‘Harriet’ Editor, Wyatt Smith Talks Avoiding Movie Tropes of Slavery, Cynthia Erivo’s Casting, and More

Harriet tells the story of Harriet Tubman (Cynthia Erivo) going from escaping slavery to helping others escape through the Underground Railroad. Showbiz Cheat Sheet talked to the film’s editor, Wyatt Smith on Sept. 11 at Toronto Film Festival. He talked about being amazed by Erivo’s performance and what it was like working with director, Kasi Lemmons.

Wyatt Smith said Cynthia Erivo transforms throughout ‘Harriet’

Cynthia Erivo stars as Harriet Tubman and Aria Brooks as Anger in 'Harriet'
Cynthia Erivo stars as Harriet Tubman and Aria Brooks as Anger in ‘Harriet’ | Glen Wilson / Focus Features

“She is a dynamo,” he told Showbiz Cheat Sheet. “Her physicality is fascinating. I mean Harriet was around high over 5’2″. She was incredibly strong. She did have a beautiful singing voice supposedly. So here you have Cynthia who I think is 5’2″, incredibly athletic, has the most gifted voice. She was kind of a perfect fit into this role on top of just being an incredible actor.”

The actress plays the historical figure during three stages of her life. Smith noted how differently she plays each stage.

“I was saying to someone yesterday, ‘If you were to take out everything in the frame but her eyes. I could tell you exactly which of those three characters she was at any time,'” he said. “She really embodied it so well.”

Wyatt Smith talked to director, Kasi Lemmons about creating a movie with the Black audience in mind

The editor talked about the challenge of telling this story about people who have a different experience from his own. He said his conversations with the director helped him navigate this.

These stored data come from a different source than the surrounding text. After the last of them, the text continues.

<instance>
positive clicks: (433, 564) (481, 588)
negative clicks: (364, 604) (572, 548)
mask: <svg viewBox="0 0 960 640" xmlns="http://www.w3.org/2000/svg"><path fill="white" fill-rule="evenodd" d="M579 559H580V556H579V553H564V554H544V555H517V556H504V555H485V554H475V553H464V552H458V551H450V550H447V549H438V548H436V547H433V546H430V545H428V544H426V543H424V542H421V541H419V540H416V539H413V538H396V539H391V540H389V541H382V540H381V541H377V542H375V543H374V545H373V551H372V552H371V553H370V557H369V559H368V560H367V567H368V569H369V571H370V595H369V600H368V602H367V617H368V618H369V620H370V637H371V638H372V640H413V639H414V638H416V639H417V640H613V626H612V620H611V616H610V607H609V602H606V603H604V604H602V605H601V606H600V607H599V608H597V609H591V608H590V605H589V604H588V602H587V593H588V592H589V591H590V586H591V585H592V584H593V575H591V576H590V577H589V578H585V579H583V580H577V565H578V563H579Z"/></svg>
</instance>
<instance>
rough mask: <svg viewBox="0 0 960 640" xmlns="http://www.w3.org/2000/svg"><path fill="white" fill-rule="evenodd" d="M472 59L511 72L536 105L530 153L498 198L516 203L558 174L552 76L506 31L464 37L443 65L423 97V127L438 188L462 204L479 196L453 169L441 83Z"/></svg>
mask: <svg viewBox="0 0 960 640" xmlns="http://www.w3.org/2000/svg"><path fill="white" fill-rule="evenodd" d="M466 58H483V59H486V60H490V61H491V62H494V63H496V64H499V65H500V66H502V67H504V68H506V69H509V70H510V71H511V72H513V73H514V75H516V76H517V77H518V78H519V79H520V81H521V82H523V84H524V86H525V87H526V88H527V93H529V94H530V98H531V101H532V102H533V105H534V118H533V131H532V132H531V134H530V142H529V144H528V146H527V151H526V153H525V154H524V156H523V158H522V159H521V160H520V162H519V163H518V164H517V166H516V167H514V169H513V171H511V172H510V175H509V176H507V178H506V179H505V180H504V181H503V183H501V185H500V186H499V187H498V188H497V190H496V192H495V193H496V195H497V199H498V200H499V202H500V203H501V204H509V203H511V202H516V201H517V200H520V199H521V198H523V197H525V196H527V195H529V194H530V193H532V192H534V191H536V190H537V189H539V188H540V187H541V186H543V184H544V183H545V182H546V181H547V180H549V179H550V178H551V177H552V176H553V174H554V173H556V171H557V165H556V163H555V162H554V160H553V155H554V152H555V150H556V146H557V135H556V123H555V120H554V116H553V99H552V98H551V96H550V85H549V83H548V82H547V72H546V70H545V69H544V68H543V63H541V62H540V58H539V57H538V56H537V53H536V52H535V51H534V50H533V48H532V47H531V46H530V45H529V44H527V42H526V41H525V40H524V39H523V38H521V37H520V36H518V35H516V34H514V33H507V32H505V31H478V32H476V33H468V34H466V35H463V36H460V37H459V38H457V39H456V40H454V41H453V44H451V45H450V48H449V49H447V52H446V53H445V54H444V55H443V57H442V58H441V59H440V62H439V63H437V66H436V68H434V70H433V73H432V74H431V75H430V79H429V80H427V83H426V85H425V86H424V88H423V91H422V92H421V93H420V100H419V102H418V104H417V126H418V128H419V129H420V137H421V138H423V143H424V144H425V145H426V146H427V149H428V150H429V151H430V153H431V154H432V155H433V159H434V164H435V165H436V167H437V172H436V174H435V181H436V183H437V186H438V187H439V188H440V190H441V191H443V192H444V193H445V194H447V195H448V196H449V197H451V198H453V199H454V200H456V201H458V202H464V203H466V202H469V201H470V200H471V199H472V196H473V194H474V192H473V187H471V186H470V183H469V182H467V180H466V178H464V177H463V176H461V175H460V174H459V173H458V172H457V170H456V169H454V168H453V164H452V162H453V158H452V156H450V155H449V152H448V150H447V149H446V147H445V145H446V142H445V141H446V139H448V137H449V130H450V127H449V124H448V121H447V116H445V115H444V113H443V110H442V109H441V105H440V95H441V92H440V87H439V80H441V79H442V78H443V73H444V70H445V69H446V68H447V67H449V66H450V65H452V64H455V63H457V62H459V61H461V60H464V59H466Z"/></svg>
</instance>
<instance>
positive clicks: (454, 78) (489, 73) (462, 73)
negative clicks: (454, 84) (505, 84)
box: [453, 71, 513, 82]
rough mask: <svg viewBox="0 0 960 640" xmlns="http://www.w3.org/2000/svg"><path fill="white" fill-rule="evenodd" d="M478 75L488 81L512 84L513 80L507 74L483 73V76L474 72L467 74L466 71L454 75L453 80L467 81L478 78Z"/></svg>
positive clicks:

“Learning from Kasi, just having a lot of conversations about audience. Which as an editor I work for the audience more than a director, writer and actor,” he told Showbiz Cheat Sheet. “These films are meant to be seen and shared and I’m just trying to imagine who’s watching it and how to make it the best film for them.”

He continued, “But I am a privileged, middle class, white, middle-aged man. So trying to get more in tune with the Black audience is not something I could speak for naturally. A lot of my dialogue with Kasi is, in some places there is actually humor which is hard in a slave narrative.”

Smith added, “But also just getting her perspective and using some of some of the subtleties of language and knowing that something I might oversee could actually be quite damaging or more fulfilling to a Black audience. So getting her perspective and my perspective and kind of fusing that together to make the film was, I mean it was really one of my favorite parts of making this.

Lemmons wanted to avoid the tropes of a movie taking place during slavery

Tubman would see things after she injured her head and that plays a part in the movie. Smith admitted this was one of the harder things to get across in the movie.

“One of my first conversations with Kasi was to say look you know ‘The voice of God that’s there’s not really a lot of great precedent for that with movies.’ It’s very hard to make that work,” he revealed.

The editor added, “But I will say the thing we constantly re-evaluated and constantly reworked was the language of the visions. And how they would work for an audience. While not coming across as cheesy or distracting or irrelevant.”

There was another difficult aspect about editing the movie for Smith. Movies that take place during this time period can be hard to watch. This is often because there is a lot of focus on the violence done to enslaved people, rather than their humanity. Smith said it was Lemmons’ goal to avoid this.

“Well that was a big goal of Kasi’s with this film is to avoid a lot of the tropes of slavery,” said the editor. “It doesn’t mean that there isn’t brutality and certainly there’s a lot of implied violence. But those movies have been made.”

He continued, “They’ve been made very well, and with this story what she really wanted to show more was it’s not just the physical abuse. It’s the emotional abuse. It’s the decimation of family. Harriet’s family was torn apart.”

Wyatt later said, “And decimation of families obviously it’s very relatable unfortunately right now in our times. Kasi wanted to focus more on that aspect because family is what also drove and motivated Harriet so much rather than to see whippings and hangings. We know that they happened. We’re not trying to say that they didn’t.”

He noted that they wanted to make a movie that could be watched by a younger audience. Harriet is now released in theaters.